Many details come into play when designing a vacuum handling system. On one hand, designers must contend with the size, weight, and type of material to be handled, and how fast and precisely it must be moved. On the other, there’s the size and type of vacuum generator, system operating pressure, components — such as valves, hoses, and connectors — as well as up-front and operating costs. (For more information on complete system design, see “Getting a grip on vacuum-handling systems,” Hydraulics & Pneumatics, May, 2010)
But a key component in any vacuum handling system is the vacuum cup or pad. This seemingly simple device must firmly and safely support the load, resist gravitational and acceleration forces, minimize air consumption, and not mar or damage the workpiece. And, of course, it must resist fatigue and abrasion, withstand dirt, contaminants, temperature extremes, and provide long, economical life with little or no maintenance.
Obviously, a lot should go into selecting a suction pad.
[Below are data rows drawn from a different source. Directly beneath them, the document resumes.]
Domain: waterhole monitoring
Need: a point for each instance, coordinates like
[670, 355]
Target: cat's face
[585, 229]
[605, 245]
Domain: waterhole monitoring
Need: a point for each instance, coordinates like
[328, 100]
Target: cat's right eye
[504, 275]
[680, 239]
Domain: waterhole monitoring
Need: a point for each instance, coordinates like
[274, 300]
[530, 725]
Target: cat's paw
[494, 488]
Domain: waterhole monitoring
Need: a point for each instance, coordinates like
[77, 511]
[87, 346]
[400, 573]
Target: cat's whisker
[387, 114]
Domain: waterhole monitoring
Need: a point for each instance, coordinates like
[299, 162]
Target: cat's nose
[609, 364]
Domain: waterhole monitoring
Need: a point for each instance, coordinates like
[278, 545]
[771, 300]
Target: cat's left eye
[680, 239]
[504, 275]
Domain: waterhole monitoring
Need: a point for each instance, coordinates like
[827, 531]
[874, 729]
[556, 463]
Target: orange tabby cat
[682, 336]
Leading manufacturers offer extensive data on various types of pads and the advantages of each, along with load capacity, temperature limits, chemical compatibility, and so on. Designers should select vacuum pads based on the following criteria:
Operating conditions — Cycle rates, expected life, aggressive surroundings, temperature, and other environmental factors are all considerations when selecting vacuum pads.
Material — Vacuum pads come in a wide range of materials to meet specific application requirements. Common materials include nitrile, silicone, natural rubbers, fluoroelastomers, and polyurethanes. Some materials are particularly suited to smooth, rough, or oily surfaces, or easily damaged workpieces. Special antistatic vacuum pads are designed to handle electronic components, while others won’t leave marks on plastic parts. Environmental conditions can affect the material choice when the pads must resist ozone, chemicals, extreme temperatures, or be silicone-free.
Surface — The workpiece surface may make certain types of vacuum pads more suitable than others. The wide range of available products includes flat and bellows suction pads in many sizes and shapes with various types of sealing lips and sealing edges.
Designers should determine certain physical parameters as part of the selection process.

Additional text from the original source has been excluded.